Each culture of Siberian origin has some sort of a modus vivendi with this conundrum. I wrote previously a bit about some streaks I noticed among these populations. Things got even more complicated when some populations began to develop more advanced cultures. In the Americas, before the European conquest, at the advanced Mezoamerican and Andean civilizations it appeared the concept of the succeeding epochs, as a result of periodical breakdowns in the social structure. In general human history, each complex culture with some level of urbanization reached a time when the premises of its social structure that were put to use for some time proved to go in a bad direction or were simply increasingly decrepit.

They crumbled, only to give way after a while to the emergence of new social structures, in some aspects continuing the old ones, but with fresh perspectives and adjustments. At the Amerindian civilizations, such moments when the overall meaning in social life was crumbling revealed too much the earthshaking reality that these human mental structures are… just in the minds of the people, they are not the reality they pretend to be. The fragile modus vivendi between the awareness of the raw reality and the belief in the substance of the mental structures was in shambles. If you don’t have something to rely on mentally, such moments can be very disturbing and frightening. As a result of circumstances that I will detail further on, in the Andean civilization such moments were surpassed smoother, while in the Mezoamerican civilization they were perceived more painfully and abysmally.

The concept of epochs appear in other cultures too, but it can have other nuances. For example, the Indo-European cultures developed the concept of epochs that succeed one after another with an increasingly decrepit social environment (where are the snows of yesteryear?), each new epoch more and more dull and insipid. According to this mindset, the good times of glory and freshness of the mind were in the past, the known history just keeps slouching inertially without much happiness, with the people waiting for a major overhaul to revive the good times of the past golden age.

The mindset of the Amerindian epochs is one of painful improvements and after each crumbling of the meaning in the social structure they recognized subsequently that there were some serious structural glitches in the epochs that fell apart in the past (so it is not at all about past golden ages when everything was so crisp and vivacious).

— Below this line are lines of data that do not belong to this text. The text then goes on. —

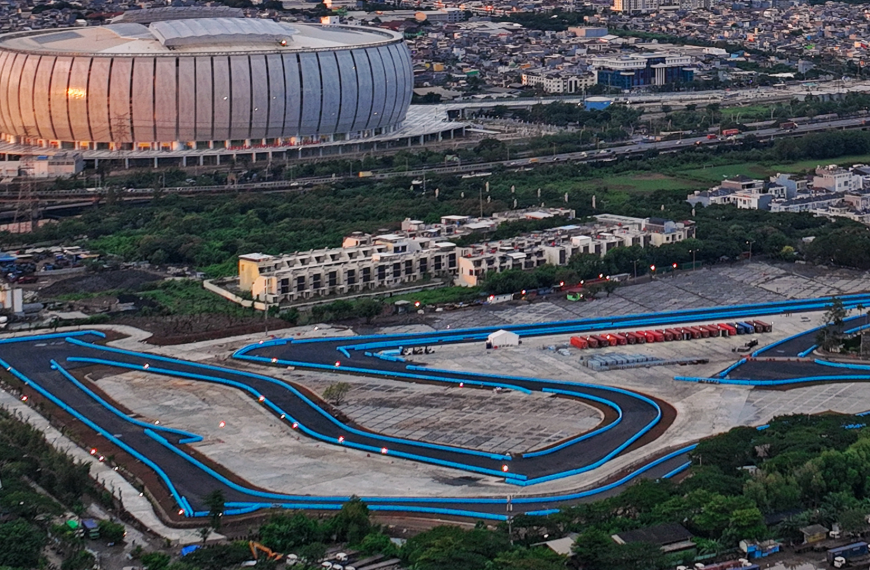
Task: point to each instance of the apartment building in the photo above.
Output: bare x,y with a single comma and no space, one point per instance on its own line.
837,179
556,246
420,251
635,6
557,81
363,263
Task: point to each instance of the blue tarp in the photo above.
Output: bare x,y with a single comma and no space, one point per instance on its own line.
188,549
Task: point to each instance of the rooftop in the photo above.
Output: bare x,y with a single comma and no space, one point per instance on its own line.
195,35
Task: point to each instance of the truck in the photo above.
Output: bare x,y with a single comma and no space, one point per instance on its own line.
841,556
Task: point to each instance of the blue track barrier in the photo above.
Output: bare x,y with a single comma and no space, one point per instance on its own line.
806,352
111,437
725,372
186,437
317,435
500,457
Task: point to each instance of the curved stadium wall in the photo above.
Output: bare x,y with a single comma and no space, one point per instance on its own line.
202,100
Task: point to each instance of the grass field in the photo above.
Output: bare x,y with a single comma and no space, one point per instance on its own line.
812,163
715,174
749,113
695,178
644,182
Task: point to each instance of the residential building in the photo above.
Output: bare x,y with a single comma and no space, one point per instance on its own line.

And they were not interested in getting rid of some dullness in their current epoch, on the contrary, they became obsessed with not letting disintegrate the belief that the current social structure is meaningful.

The contact with the Europeans translated into a generalized breakdown of meaning in social life for all Amerindian societies. The role of the diseases and of the technological disparity is emphasized as decisive in facilitating the ridiculously unbalanced feats of those times, with bands of just a few hundred Spaniard adventurers conquering complex political structures comprising millions of people and huge armies. These two factors had indeed a big role in such unexpected successes, but I should also draw attention to the psychological disparity between the Europeans and Amerindians, with crippling effects for the latter.

Time and again, the Amerindians appeared too credulous, naive, lacking basic smartness by European standards, not being able to sense basic deceptiveness, not even occurring in their minds that other people might not play by the official rules of the human mental structures. And then how easily their social structures crumbled when they were affected by the European unprincipial use of human mental tools, how fragile their societies proved to be.